Submitted to: Meeting Abstract
Publication Type: Abstract only
Publication Acceptance Date: 3/27/2004
Publication Date: 3/27/2004
Citation: Killion, L., Wendt, J., Hughes, S., Nicklas, T. 2004. Maternal perceptions of their preschool child's body size. Meeting Abstract. Interpretive Summary: AN INTERPRETIVE SUMMARY IS NOT REQUIRED.
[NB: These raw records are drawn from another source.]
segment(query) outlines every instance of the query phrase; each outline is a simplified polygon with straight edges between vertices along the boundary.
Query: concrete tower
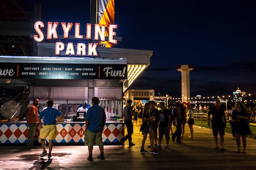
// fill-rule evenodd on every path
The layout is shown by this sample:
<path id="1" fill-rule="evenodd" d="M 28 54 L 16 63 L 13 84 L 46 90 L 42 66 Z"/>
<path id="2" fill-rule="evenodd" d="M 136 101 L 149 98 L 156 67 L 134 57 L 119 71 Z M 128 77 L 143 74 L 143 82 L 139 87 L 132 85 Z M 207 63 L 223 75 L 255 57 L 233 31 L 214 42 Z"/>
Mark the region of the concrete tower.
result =
<path id="1" fill-rule="evenodd" d="M 194 70 L 193 65 L 180 65 L 177 70 L 181 72 L 181 98 L 183 102 L 188 103 L 190 101 L 190 88 L 189 86 L 189 71 Z"/>

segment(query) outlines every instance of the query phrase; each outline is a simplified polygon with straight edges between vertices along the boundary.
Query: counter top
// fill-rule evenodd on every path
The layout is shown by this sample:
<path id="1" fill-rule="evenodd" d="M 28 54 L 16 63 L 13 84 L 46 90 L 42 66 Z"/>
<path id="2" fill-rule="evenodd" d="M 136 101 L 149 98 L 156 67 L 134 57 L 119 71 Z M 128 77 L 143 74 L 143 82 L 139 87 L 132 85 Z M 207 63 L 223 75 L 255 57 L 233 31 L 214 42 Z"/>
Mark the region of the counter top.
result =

Technical Abstract: The prevalence of overweight in preschool children has roughly doubled in the last twenty years and appears to be more prominent in minority children. Overweight children are more likely to become overweight adults; therefore, obesity prevention should begin early in life. Cultural and psychosocial influences are the primary environments where these behaviors develop. In young children, the primary environment is the family, an important social context within which behaviors are developed. The purpose of this study was to examine low-income African American (AA) and Hispanic American (HA) mothers' perceptions of their child's body size and compare it to their child's actual Body Mass Index (BMI). Discrepancy index, the difference between the mother's perception of ideal and current body image of her child, was estimated through the use of figural stimuli. Mother-child dyads (N = 192) were recruited from Head Start Centers in Southeast Texas. Of the mothers, 31.8% were overweight and 43.2% were obese. Thirty-four percent of the children were at risk for overweight (16.1 %) or were overweight (18.2%). Using a hierarchical linear regression to predict child's BMI, 33% of the variance was accounted for by mother's BMI, mother's ethnicity, and the discrepancy index. In this model, the discrepancy index significantly accounted for 26% of the child's BMI. These findings suggest that mother's perception of her child's body image is an important factor in examining the etiology of overweight in preschool children. More research is needed to further understand why a mother's perception of her child's body image affects the weight status of her child.